Solomonick v. Levy
This text of 130 N.Y.S. 181 (Solomonick v. Levy) is published on Counsel Stack Legal Research, covering Appellate Terms of the Supreme Court of New York primary law. Counsel Stack provides free access to over 12 million legal documents including statutes, case law, regulations, and constitutions.
Opinion
Plaintiffs had sued on a contract for painting certain iron work for defendant, and judgment had been rendered for the defendant. It appears that the previous motion for a new trial had been denied, on the notion that plaintiffs could bring another action for the work done based on a quantum meruit. THe application for a reargument was urged because of the decision in Maeder v. Wexler, 98 App. Div. 68, 90 N. Y. Supp. 598, which plaintiff cites as authority for the proposition that an action on quantum meruit was barred by the prior adjudication in defendant’s favor. While it may be remarked in passing that the case cited is by no means analogous with the one at bar, that question has no bearing on the point at issue.

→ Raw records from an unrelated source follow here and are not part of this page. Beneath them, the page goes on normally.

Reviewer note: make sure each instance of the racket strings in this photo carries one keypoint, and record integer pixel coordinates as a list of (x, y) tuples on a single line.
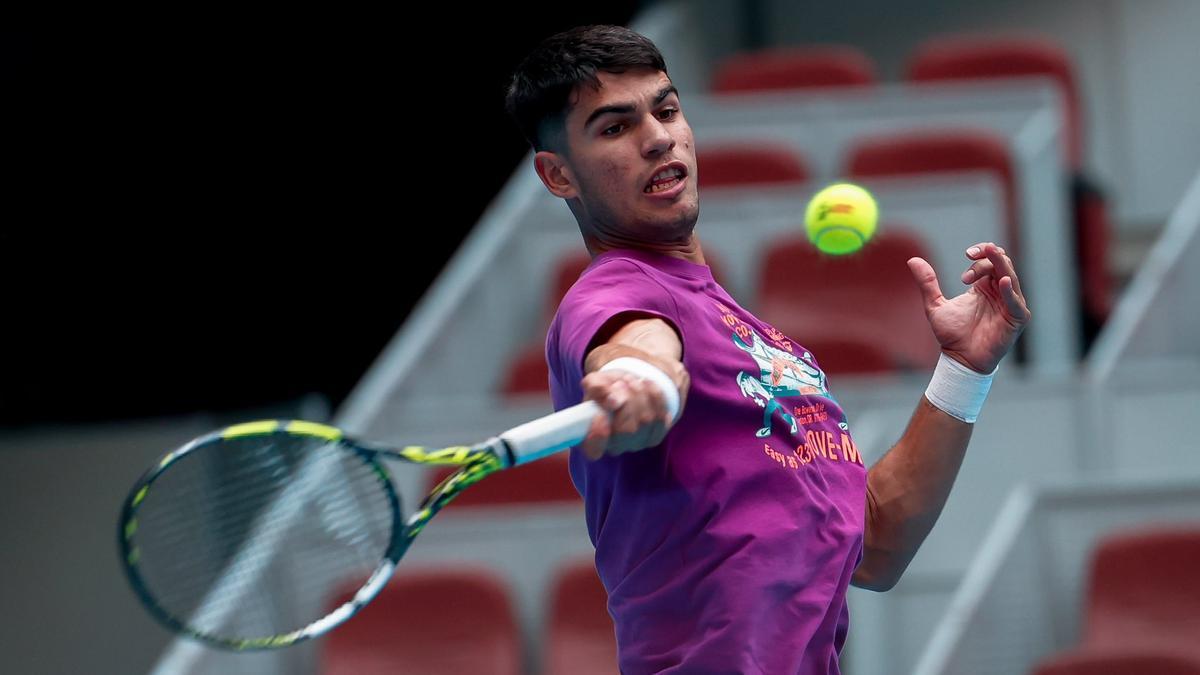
[(245, 539)]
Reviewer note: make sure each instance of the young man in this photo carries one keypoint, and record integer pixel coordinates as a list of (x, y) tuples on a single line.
[(726, 543)]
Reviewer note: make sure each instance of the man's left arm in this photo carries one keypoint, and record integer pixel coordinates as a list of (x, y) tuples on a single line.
[(909, 487)]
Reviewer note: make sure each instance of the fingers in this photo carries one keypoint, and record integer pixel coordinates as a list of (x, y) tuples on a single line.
[(1013, 299), (927, 280), (635, 413), (993, 262)]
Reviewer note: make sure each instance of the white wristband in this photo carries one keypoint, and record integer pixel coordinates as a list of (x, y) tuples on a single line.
[(958, 390), (653, 374)]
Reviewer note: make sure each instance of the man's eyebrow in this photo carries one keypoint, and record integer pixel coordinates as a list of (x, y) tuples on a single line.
[(621, 108)]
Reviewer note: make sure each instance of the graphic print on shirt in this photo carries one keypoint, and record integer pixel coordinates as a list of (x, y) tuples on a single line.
[(780, 374)]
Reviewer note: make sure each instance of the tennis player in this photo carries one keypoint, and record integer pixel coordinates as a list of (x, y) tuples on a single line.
[(727, 542)]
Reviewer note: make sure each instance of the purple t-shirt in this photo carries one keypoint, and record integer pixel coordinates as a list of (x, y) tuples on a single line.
[(729, 547)]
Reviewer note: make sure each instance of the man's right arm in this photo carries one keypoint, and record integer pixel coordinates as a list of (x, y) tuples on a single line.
[(637, 414)]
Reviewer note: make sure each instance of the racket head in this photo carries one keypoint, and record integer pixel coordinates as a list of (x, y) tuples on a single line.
[(216, 536)]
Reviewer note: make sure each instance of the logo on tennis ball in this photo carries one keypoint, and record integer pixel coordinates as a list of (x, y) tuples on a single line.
[(840, 219)]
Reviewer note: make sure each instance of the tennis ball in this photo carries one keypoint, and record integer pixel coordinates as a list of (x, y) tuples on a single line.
[(840, 219)]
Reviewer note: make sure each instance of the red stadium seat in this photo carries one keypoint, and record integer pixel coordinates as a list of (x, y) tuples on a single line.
[(1145, 587), (1117, 662), (796, 67), (1140, 615), (444, 622), (863, 306), (580, 634), (963, 58), (749, 163), (546, 481), (960, 58), (942, 151)]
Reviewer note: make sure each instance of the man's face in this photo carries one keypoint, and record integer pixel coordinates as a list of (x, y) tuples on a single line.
[(629, 171)]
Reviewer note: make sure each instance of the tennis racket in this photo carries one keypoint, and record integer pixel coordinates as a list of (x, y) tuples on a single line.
[(226, 538)]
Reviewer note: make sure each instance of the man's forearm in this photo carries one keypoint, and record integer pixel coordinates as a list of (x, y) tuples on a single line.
[(906, 491)]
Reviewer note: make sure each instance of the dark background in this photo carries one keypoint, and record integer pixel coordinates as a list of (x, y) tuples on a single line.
[(220, 213)]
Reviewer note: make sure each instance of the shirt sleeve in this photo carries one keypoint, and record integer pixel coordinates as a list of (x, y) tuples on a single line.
[(612, 287)]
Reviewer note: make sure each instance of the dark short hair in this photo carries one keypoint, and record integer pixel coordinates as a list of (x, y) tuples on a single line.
[(541, 85)]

Both the original motion and the motion to reargue were made without a “case settled.” It has been held repeatedly in this court since Altmark v. Haimowitz, 55 Misc. Rep. 195, 105 N. Y. Supp. 205, that a case must be made and settled as a basis for such a motion. The case at bar is a good example of the necessity of that rule, since it is quite impossible to judge adequately whether the alleged new evidence is of any weight, or whether it can be regarded as new, in the sense in which that term has been construed. Prom the recital in the moving affidavits, it seems to be quite immaterial and irrelevant. Nor is there any affidavit of the new witnesses indicating that they will testify at the trial, nor any explanation for the absence of such affidavits.
There is no need, therefore, of deciding another question raised by appellant, namely, whether the Municipal Court, as a court of limited statutory jurisdiction, has power to entertain a renewal of a motion for a new trial on this ground after it has once been denied. It may be said, however, that reasons can be advanced why the Municipal Court should be held to have power to entertain an application for the renewal of such a motion, and that the views expressed in Goldenberg v. Adler (Sup.) 123 N. Y. Supp. 389, and Steinman v. Blumenfeld, 61 Misc. Rep. 220, 113 N. Y. Supp. 550, as to the absence of power on the part of the Municipal Court to entertain the renewal of a motion under section 253 of the Municipal Court act (Laws 1902, c. 580), are not clearly applicable in every instance to motions under section 255.
Order reversed, and judgment reinstated, with costs to appellant. All concur.